A new study questions the assumption that people are naturally drawn to nature. Swedish researchers reviewed 196 studies to trace the roots of fear and discomfort toward the natural world.
The review maps how these negative feelings start, how they impact health, and which remedies work.
“Research has long assumed that people fundamentally feel positive emotions toward nature,” said Johan Kjellberg Jensen, a researcher at Lund University who led the study.
The team created a straightforward framework that connects causes, impacts, and possible solutions. It weaves together insights from psychology, medicine, and conservation to make the findings easier to use.
The study treats biophobia, fear or disgust of nature, as a product of both inner traits and daily surroundings.
The research shows that health, personality, place, and culture all shape what people avoid or approach.
A key concept is extinction of experience – the steady loss of everyday contact with nature. Less time outdoors weakens skills and comfort, which then makes later encounters feel riskier.
“Urbanization combined with parents’ attitudes can increase negative feelings and perceived danger in nature among children,” said Jensen.
Media stories and online posts also color reactions. Frightening images of spiders, sharks, or wolves can amplify disgust or danger even when the local risk is low.
Regular contact with parks, trees, and diverse species supports mental well-being, attention, and recovery from stress, according to a large analysis. If people back away from nature, those benefits do not land.

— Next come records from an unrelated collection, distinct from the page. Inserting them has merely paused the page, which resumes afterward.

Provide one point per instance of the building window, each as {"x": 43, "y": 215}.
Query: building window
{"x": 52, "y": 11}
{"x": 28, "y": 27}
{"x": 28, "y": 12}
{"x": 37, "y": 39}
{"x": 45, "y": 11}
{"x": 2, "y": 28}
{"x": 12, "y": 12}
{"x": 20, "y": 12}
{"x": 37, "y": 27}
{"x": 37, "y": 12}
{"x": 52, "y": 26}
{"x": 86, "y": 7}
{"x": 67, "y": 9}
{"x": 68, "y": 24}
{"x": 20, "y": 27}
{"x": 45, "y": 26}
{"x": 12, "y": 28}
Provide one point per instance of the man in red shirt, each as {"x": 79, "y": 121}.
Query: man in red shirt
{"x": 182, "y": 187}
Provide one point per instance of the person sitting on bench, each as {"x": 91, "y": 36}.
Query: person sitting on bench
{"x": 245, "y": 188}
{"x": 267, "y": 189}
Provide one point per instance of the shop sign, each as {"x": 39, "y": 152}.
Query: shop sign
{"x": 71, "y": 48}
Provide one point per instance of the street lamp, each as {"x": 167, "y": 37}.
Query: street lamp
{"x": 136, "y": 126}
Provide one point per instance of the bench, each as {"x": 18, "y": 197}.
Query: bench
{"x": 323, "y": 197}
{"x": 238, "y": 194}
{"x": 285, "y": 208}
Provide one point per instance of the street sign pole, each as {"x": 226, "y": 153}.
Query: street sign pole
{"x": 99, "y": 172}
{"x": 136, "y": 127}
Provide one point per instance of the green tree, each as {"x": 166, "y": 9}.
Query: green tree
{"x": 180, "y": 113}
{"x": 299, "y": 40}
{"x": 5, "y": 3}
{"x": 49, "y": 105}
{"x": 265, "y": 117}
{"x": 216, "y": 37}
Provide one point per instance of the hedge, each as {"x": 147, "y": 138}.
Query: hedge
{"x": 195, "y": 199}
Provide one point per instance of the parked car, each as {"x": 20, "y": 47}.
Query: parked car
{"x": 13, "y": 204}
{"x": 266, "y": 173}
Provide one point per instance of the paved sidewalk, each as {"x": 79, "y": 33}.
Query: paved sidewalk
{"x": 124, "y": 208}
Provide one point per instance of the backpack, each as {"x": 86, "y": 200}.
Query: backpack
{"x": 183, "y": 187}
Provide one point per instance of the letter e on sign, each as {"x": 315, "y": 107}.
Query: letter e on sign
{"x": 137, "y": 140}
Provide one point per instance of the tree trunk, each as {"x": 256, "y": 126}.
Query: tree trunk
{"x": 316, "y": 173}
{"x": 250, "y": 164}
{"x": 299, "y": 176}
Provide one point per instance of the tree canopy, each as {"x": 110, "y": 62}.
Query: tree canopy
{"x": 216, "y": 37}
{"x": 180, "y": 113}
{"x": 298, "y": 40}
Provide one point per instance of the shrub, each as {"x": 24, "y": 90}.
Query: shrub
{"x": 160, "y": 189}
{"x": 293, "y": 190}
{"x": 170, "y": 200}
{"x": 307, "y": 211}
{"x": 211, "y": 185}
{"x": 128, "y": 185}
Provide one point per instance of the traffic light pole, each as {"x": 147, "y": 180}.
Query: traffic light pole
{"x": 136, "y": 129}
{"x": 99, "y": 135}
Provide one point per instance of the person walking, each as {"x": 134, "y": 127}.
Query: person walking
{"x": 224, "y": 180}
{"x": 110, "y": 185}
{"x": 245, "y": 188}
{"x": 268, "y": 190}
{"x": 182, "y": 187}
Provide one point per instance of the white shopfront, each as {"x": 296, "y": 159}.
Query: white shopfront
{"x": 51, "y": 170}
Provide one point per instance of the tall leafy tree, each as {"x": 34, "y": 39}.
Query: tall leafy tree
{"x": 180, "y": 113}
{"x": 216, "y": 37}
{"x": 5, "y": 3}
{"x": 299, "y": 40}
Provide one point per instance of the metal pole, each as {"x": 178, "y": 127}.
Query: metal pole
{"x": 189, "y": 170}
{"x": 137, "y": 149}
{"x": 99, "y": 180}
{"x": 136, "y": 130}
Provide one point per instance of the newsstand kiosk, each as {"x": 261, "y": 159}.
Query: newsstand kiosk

Specific phobias are common. In the United States, about 9 percent of adults had a specific phobia in the past year, according to federal statistics.
Attitudes matter because they guide small daily choices that add up. Support for local habitat projects can soften when fear colors the conversation, even when the species at issue pose little risk.
Fears that cluster around animals can spill into daily choices, including where people go, what they teach their kids, and which policies they support.
Those reactions can weaken protection for the living systems that support clean air, water, and food.
People learn how to react to nature by watching those around them. When adults show anxiety toward insects, mud, or wild areas, children often mimic those reactions even without a direct experience of their own.
These early cues can then frame how safe or unsafe nature feels long before any real contact happens.
Neighborhood culture also plays a role. If friends, relatives, or online communities focus on danger or contamination, those messages can grow stronger than personal experience.
This creates a loop where stories shape expectations and expectations steer behavior.
The authors outline three broad approaches: shift the experiences people have, reduce conflict, and improve knowledge.
Clinical exposure therapy, gradually facing a feared animal or place, shows strong evidence for many fears.
Digital tools help when real-life contact is hard. A controlled trial demonstrated that automated virtual reality sessions eased spider phobia as much as therapist-led sessions.
Beyond clinics, city design matters. More street trees, small wetlands, and nature-rich schoolyards give children low-stakes encounters that build skill and ease.
“The phenomenon of biophobia is broad and requires a diverse toolkit. In some cases, it is about increasing knowledge and contact with nature,” said Jensen.
Children form emotional patterns toward nature faster than adults, and those early reactions tend to stick.
Many families in cities limit outdoor play, which reduces the number of safe, low-pressure encounters kids have with plants and animals.
These early gaps can heighten sensitivity to unfamiliar species later in life. Schools can shape these pathways in practical ways.
Small design choices, like keeping natural play areas or adding simple nature-based activities, can build comfort without making nature feel forced or intimidating.
The review flags thin evidence on changes over time. Few studies use a longitudinal study so trend lines remain fuzzy.
Culture is another gap. Biophobia looks different across regions, folk stories, and species communities, and those differences can steer what works.
Better tools would help. Surveys that only ask about positive feelings can miss hostile emotions, so adding direct questions about fear and disgust will draw a truer map.
Treating biophobia as a design problem offers a clear path forward. By weaving safe, everyday contact with nature into our neighborhoods – and minimizing conflict where risky wildlife and people meet – we can rebuild comfort and connection.
The study is published in the journal Frontiers in Ecology and the Environment.